坪庭に積もった雄大な雪原を縫って歩く、圧巻のパノラマルート
登山者の姿も多く、道はしっかりと踏み固められていて迷うことはありません。目の前に広がる雄大な山々を仰ぎながら、雪を踏みしめて歩くひとときは格別。ふわふわとした雪の感触も、この季節ならではの魅力です。

風の通り道の坪庭には、雪をさらうように風が吹く
ときおり吹き抜ける冷たい風が、冬の八ヶ岳の厳しさを感じさせますが、防寒グローブを着け、フードをしっかり被れば快適に歩けます。ふと振り返ると、そこにはアルプスの整った稜線がくっきりと浮かび、冠雪したその姿に思わず足を止めて見入ってしまいます。
北横岳ヒュッテでひと休み 山頂目前の静かな雪山スポット

北横岳ヒュッテは、山頂まであと少しの合図
北横岳への登山道を進むと、標高約2,400m地点にある山小屋「北横岳ヒュッテ」にたどり着きます。北八ヶ岳ロープウェイの山頂駅からは、歩いて1時間ほど。ヒュッテの周りは開けた広場になっており、休憩ポイントとして立ち寄る登山者も多く見られます。
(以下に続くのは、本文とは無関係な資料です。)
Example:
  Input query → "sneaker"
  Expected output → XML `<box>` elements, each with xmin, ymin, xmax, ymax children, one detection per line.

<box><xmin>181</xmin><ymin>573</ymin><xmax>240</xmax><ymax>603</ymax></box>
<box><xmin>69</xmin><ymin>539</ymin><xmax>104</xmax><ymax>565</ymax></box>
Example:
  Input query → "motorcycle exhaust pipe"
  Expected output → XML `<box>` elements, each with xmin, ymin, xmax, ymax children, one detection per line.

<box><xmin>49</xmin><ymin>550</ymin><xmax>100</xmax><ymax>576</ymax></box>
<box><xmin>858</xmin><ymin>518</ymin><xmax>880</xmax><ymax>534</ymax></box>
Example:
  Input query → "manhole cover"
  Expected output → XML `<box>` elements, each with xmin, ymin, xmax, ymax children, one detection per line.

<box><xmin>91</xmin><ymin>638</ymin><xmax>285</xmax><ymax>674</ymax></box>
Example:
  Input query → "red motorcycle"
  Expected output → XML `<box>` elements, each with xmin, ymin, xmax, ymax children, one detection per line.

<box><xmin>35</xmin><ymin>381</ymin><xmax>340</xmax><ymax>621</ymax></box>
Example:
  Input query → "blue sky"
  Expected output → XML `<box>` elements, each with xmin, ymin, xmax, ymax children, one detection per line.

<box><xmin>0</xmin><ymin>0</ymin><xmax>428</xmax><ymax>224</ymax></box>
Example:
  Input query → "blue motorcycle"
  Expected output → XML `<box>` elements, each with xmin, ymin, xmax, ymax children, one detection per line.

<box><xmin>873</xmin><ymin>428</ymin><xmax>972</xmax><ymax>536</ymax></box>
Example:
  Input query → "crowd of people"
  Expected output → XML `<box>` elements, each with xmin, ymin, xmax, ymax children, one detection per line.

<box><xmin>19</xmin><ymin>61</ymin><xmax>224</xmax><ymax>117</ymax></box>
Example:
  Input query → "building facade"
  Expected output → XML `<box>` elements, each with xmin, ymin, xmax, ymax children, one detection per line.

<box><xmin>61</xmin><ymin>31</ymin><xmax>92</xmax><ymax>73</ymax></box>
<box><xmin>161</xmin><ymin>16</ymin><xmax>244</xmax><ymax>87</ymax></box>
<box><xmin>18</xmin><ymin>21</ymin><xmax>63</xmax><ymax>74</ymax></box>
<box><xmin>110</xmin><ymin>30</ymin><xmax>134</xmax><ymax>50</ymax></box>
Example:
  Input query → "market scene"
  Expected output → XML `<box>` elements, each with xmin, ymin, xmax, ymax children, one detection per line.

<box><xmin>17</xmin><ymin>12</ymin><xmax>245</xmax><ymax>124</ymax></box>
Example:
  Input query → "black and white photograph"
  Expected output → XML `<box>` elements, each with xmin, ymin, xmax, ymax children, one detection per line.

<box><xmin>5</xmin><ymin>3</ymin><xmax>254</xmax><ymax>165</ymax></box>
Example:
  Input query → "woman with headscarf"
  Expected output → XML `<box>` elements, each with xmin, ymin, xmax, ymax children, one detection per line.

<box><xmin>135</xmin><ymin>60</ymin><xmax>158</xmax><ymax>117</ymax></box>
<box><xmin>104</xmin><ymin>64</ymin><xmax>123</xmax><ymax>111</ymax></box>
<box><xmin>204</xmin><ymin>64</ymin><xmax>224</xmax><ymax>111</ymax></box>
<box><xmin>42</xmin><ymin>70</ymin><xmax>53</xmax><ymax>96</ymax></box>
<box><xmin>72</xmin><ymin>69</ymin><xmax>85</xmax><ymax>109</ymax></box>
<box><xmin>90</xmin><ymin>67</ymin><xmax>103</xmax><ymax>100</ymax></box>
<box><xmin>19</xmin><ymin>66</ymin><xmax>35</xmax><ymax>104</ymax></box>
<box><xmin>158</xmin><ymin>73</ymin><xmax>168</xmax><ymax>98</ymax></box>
ひときわ存在感を放つ浅間山(あさまやま、標高2,568m)の山容を遠望
ただし、「北横岳ヒュッテ」は予約がない日は休館となるため、訪れる際は事前確認を。昼食や喫茶のサービスは行っていないので、食べ物や飲み物はロープウェイ乗車前に必ず準備しておくと安心です。晴れた日には、広場から浅間山(標高2,568m)や周囲の山並みを望むことができます。
北横岳山頂から望む雪山絶景 南峰・北峰の360度大パノラマ展望

やわらかな稜線が美しい北横岳の南峰
北横岳の山頂は南峰と北峰の2つに分かれており、まずは南峰に立ち、その後短い稜線をたどって北峰へ向かいます。どちらも視界が開け、蓼科山(諏訪富士)や北アルプス、八ヶ岳、さらに遠くには中央アルプスまで望める360度の大パノラマが広がります。

白銀の信州の山並みを一望する山頂の絶景パノラマ
雪をまとった稜線と透き通るような青空のコントラストは、冬ならではの美しさ。登頂の喜びを一層強く感じられる瞬間です。風が強く気温も低いため、防寒対策は万全に。山頂周辺の木々に付着する樹氷が、自然のつくり出す繊細な造形美を見せてくれます。
ここから先に紹介する縞枯山や三ッ岳への縦走は、起伏や岩場が多く、より雪山歩きに慣れた方向けのコースになります。時間と体力にゆとりがあり、アイゼンやストックの使用に慣れている場合に楽しめる行程です。
冬の北八ヶ岳をゆったり味わいたい方や、雪山が初めての方は、北横岳山頂で折り返すルートも十分に魅力があります。
北横岳から三ッ岳への雪山縦走 岩峰と白銀の展望が広がる変化に富んだ道

立ち枯れの森が広がる独特な景観の縞枯山
北横岳山頂から縞枯山(しまがれやま)方面へと続く縦走路は、立ち枯れの森や岩場、雪原など変化に富んだ景色が楽しめるコースです。
一方で、起伏があり距離もやや長くなるため、雪山歩きに慣れている方や時間・体力にゆとりのある方向け。10本爪以上のアイゼンや防寒装備を整え、景色を味わいながらゆっくりと進みましょう。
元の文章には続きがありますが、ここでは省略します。